A property law announced this month has raised widespread fears that Syrian citizens who have opposed Bashar al-Assad face permanent exile and that other people considered loyalists may be given access to their communities.
With the majority of internally displaced and overseas refugees unable or unwilling to return to prove ownership of properties, analysts and exiles say the law, known as article 10, and the tight timeframe surrounding it could serve as an instrument of demographic change and social engineering.
It has drawn parallels with laws enacted in Lebanon after the civil war to seize land in central Beirut, and the absentee property law in Israel in 1950 that legalised seizures from Palestinians driven from their lands.
The Syrian law empowers local administrations to re-register property ownership within their areas, a move that requires landowners to be present.
Syrian legal experts say the law focuses on war-damaged areas around Damascus and does not include areas unscathed by the fighting. However, critics and exiled landowners say the regulation has a clear political dimension and carries implications that extend well beyond selective re-zoning.
“For millions of internally displaced and refugees, such proof [of ownership] will most likely be mission impossible,” said Maha Yahya, director of the Carnegie Middle East Centre in Beirut. “Many left without title deeds, some lived in informal settlements, therefore without legally recognised proof of ownership and for others – mainly refugees – going back to Syria to provide such proof is tantamount to a suicide mission.
“From the regime’s perspective, the law will serve three purposes: it gives them an additional vetting instrument over returnees and a way to strip political opponents of their assets. For refugees, largely perceived by the regime as traitors, this increases their risk of permanent exile. It will allow the regime to consolidate its power base by repopulating strategic areas with regime loyalists. This places the residents of informal settlements in major cities at risk of further dispossession. This may remove any potential source of future resistance for good.”
The effects of the proposed law were widely discussed at an EU-UN donor conference in Brussels this week. On the sidelines of the summit, which concluded with close to a $5bn shortfall in aid pledges, officials from both sides said there was an increasing understanding in Europe that many of the estimated 1.5 million Syrians now on the continent were not going home.
“This is the nail in the coffin for them,” said a senior EU official. “This is blatant power consolidation by Assad. It is punitive, not regulatory. Make no mistake. On the one hand, it is normal to do something like this after a natural disaster like an earthquake. But not now. And not like this. The war is still raging and metastasising. It’s not anywhere near over.”

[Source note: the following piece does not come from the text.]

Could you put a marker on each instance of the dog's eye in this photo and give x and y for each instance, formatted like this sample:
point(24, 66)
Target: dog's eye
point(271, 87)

A perception that the war is winding down, coupled with conflict fatigue, has dampened the appetite of potential donors and made a political settlement ever more elusive.
With robust backing from Russia and Iran, Assad has been manoeuvred into a winning position in key parts of the battlefield, including in Damascus, where Syrian and Russian forces continued an assault on the Yarmouk Palestinian camp on Thursday.
In response to the latest clashes, the UNRWA commissioner general, Pierre Krähenbühl, said: “Yarmouk and its inhabitants have endured indescribable pain and suffering over years of conflict. We are deeply concerned about the fate of thousands of civilians, including Palestine refugees, after more than a week of dramatically increased violence.”
In northern and southern Syria, regime offensives have yet to fully begin. The conflict in both areas has morphed numerous times and, even with bedrock support from Tehran and Moscow, regaining full control of the country any time soon is seen as an unlikely proposition.
Nadim Shehadi, the director of the Fares Centre for Eastern Mediterranean Studies at Tufts University in the US, said the full effect of the property law remained unclear. “Much will depend on implementation. This could be ethnic cleansing by stealth, not dissimilar to absentee laws we have seen before,” he said.
“In Lebanon we had a similar law in the rebuilding of the Nahr al-Bared camp, which was destroyed in 2007 by the Lebanese army in a fight with a terrorist group called Fath al-Islam. There were illegal constructions in contravention to zoning and building regulations and unclear property rights with complicated compensation regimes.”